This post is also available in: Polish (polski)

Tiber Island
Tiber Island

Tiber Island is one of the most picturesque places in Rome. No cars, greenery and the sound of water – this is a place with a small-town charm, where even at the peak of the tourist season you can take a break from the hustle and bustle of the city.

In ancient Rome, a legend was told about the creation of an island on the Tiber, which was closely related to the history of the city. We know it thanks to the account of Titus Livius contained in the “Ab urbe condita” written at the turn of the first century BCE and first century CE.

According to the Romans, the island was surprisingly young and was created in the period when the monarchy collapsed and the government in the state took a republican form, i.e. only around 509 BCE. During the reign of the kings, the island did not exist yet. When the last king, Tarquinius Superbus, was expelled, the Romans had to somehow resolve the issue of the wealth left by the monarch – both in the form of valuables and real estate. It was a time when the young republic had not yet established itself, and the exiled king, who temporarily took refuge in the Etruscan city of Cerae (about 30 km from Rome), still hoped to return to the throne.

Livy tells me that it was then that royal messengers came from Cerae to Rome. Officially, they were only supposed to negotiate the issue of giving Tarquin his property left in Rome. However, in reality, they were given the secret task of gently probing the mood in the city and preparing the ground for the return of the monarchy.

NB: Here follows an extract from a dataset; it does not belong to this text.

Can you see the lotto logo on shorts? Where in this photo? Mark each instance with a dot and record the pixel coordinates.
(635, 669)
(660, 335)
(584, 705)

Meanwhile, the Roman Senate listened to the official demands of the envoys and hesitated. A refusal to hand over his property to Tarquin would certainly be the reason for the outbreak of war with Cerae. On the other hand, meeting the demands of the former king would strengthen him and increase his chances in a conflict that seemed inevitable anyway.

The Senate began to support the position that the property should be returned to Tarquin. However, while the senators were debating, the king’s deputies were not idle and conducted confidential talks with influential personalities. Almost certain of the success of their mission to reinstate the king, they became less and less cautious. When the Senate finally discovered their true intentions, the mood in the Curia changed dramatically and there was no question of any settlement with the ex-king and the return of his property to him. The senators, enraged by the duplicity of Tarquin and his envoys, decided that:

  • large tracts of royal property located on the Tiber will henceforth become public property dedicated to the god Mars (hence the “Field of Mars”…),
  • the king’s movable property was given to the people to loot.

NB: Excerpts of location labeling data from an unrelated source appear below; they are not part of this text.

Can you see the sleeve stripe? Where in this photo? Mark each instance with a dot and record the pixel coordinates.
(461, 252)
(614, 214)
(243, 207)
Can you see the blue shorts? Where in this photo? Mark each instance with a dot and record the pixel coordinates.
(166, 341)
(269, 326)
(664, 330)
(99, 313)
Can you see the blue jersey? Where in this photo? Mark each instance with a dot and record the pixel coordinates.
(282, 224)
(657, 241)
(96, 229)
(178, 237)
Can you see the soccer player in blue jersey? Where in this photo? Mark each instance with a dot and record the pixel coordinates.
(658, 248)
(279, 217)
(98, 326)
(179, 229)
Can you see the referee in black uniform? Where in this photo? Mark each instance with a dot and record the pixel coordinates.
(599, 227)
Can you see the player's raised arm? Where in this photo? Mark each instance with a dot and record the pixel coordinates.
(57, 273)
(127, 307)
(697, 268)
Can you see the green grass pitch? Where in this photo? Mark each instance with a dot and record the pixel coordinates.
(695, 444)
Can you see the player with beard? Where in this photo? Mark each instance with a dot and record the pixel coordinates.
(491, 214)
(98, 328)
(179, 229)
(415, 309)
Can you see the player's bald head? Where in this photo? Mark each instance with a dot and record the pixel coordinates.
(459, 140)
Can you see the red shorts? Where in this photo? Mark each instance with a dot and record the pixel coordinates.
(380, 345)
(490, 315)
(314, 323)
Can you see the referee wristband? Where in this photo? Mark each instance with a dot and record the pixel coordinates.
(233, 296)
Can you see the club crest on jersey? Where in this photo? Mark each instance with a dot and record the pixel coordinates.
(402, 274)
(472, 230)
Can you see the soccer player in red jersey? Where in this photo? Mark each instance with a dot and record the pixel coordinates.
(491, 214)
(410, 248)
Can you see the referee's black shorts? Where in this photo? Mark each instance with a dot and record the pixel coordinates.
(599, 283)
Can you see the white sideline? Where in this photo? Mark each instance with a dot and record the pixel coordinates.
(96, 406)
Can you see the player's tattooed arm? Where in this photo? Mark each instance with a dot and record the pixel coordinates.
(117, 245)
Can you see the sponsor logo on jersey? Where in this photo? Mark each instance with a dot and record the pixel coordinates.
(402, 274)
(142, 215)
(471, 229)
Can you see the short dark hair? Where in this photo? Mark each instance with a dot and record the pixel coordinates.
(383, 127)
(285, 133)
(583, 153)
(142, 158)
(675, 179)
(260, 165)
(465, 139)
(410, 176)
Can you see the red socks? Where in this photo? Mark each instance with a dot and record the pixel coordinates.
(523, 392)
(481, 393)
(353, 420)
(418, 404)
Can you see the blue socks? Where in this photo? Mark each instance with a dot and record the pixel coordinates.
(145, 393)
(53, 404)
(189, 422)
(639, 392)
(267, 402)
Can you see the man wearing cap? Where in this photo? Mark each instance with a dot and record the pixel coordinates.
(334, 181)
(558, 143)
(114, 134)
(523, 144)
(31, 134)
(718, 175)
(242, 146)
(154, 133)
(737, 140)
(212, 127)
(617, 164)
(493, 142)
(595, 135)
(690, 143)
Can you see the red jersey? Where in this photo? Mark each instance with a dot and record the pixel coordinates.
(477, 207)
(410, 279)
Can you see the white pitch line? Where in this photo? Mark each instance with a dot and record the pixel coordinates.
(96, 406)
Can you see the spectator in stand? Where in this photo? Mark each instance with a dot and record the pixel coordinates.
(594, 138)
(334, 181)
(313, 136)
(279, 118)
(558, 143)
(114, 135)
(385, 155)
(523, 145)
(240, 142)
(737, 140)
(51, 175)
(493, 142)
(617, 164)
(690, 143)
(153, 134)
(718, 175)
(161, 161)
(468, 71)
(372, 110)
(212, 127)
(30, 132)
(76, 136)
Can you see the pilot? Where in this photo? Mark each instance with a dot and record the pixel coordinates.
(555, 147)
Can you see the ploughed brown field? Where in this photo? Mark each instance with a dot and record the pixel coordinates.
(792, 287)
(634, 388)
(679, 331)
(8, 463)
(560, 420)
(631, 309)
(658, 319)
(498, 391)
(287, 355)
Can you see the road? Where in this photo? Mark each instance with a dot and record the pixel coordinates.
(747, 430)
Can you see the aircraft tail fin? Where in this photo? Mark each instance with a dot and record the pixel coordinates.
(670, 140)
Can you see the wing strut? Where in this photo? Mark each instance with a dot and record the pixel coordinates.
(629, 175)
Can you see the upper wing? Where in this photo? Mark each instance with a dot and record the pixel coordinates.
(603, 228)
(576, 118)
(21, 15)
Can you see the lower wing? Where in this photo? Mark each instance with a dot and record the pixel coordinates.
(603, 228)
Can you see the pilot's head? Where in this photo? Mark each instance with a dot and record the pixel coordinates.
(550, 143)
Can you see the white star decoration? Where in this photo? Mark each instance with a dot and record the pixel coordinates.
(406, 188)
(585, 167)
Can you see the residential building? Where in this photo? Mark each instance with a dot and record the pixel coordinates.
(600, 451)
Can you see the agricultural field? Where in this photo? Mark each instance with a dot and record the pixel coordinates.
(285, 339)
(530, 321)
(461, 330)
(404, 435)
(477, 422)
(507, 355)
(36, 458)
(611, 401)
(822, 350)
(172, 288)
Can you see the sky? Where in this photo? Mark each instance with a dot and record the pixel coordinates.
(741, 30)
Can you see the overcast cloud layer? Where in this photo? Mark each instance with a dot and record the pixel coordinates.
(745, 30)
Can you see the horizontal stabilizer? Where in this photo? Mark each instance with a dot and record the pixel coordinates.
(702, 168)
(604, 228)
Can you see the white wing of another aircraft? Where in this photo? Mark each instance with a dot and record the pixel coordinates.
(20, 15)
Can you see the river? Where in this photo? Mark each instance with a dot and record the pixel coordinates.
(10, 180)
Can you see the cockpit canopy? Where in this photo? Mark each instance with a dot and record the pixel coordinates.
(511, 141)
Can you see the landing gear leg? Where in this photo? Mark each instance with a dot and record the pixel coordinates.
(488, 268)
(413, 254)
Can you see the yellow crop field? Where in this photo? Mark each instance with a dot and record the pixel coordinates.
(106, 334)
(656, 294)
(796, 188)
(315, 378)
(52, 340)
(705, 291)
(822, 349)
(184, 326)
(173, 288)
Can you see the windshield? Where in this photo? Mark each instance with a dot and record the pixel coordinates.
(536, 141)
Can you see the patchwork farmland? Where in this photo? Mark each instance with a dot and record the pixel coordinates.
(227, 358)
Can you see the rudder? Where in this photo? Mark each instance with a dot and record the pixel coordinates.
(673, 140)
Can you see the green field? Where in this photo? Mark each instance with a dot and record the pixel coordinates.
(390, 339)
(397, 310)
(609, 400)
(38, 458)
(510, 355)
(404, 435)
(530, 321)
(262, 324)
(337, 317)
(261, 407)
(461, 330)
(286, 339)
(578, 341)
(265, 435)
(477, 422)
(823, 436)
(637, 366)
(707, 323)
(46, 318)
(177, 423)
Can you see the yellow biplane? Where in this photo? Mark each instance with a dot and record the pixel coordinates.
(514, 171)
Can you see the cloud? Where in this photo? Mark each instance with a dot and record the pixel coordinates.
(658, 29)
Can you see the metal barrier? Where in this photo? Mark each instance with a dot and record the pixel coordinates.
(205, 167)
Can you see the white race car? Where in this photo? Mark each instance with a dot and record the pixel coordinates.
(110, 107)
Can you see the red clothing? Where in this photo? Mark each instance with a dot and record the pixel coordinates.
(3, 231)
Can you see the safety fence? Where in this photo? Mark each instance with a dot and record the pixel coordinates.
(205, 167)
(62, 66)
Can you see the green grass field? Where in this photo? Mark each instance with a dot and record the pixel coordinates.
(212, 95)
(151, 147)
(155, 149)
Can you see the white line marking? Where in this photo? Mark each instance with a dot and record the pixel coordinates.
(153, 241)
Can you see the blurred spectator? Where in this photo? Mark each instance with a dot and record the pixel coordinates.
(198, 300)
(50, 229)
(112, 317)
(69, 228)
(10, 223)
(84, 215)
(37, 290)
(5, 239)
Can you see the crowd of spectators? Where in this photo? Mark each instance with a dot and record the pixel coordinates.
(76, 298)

It was a clever move by the Senate to allow the looting of royal property. Why? For henceforth the plundering people were so afraid of losing their spoils, should Tarquinius return to the throne, that they would not allow the restoration of the monarchy for anything.

But what does Tiber Island have to do with this story?

Well, according to Livy, in the fields taken from Tarquin the Proud, spelled grew at that time. Livy writes that he was “already ripe for the harvest. However, it was considered a sin to eat grain from a place dedicated to [Mars – ed. MK]; So a group was sent at once, who harvested the grain and threw it in baskets with the straw into the Tiber, which is very shallow, as it happens in the middle of summer. Heaps of grain stopped in the shallows and settled on them covered with silt. On top of this, other things carried by the river haphazardly poured in, and so slowly an island was formed. Livy goes on to say that later the island was built with a stone substructure and raised enough to hold the temples and porticoes.

Livy’s story, unfortunately, has no basis in reality. Although in older studies one can still find an assumption that it may be some reference to the natural formation of the island through the accumulation of river deposits, later geological research proved that Tiber Island is an ancient natural rock formation and could not have been formed in the manner described by Livy.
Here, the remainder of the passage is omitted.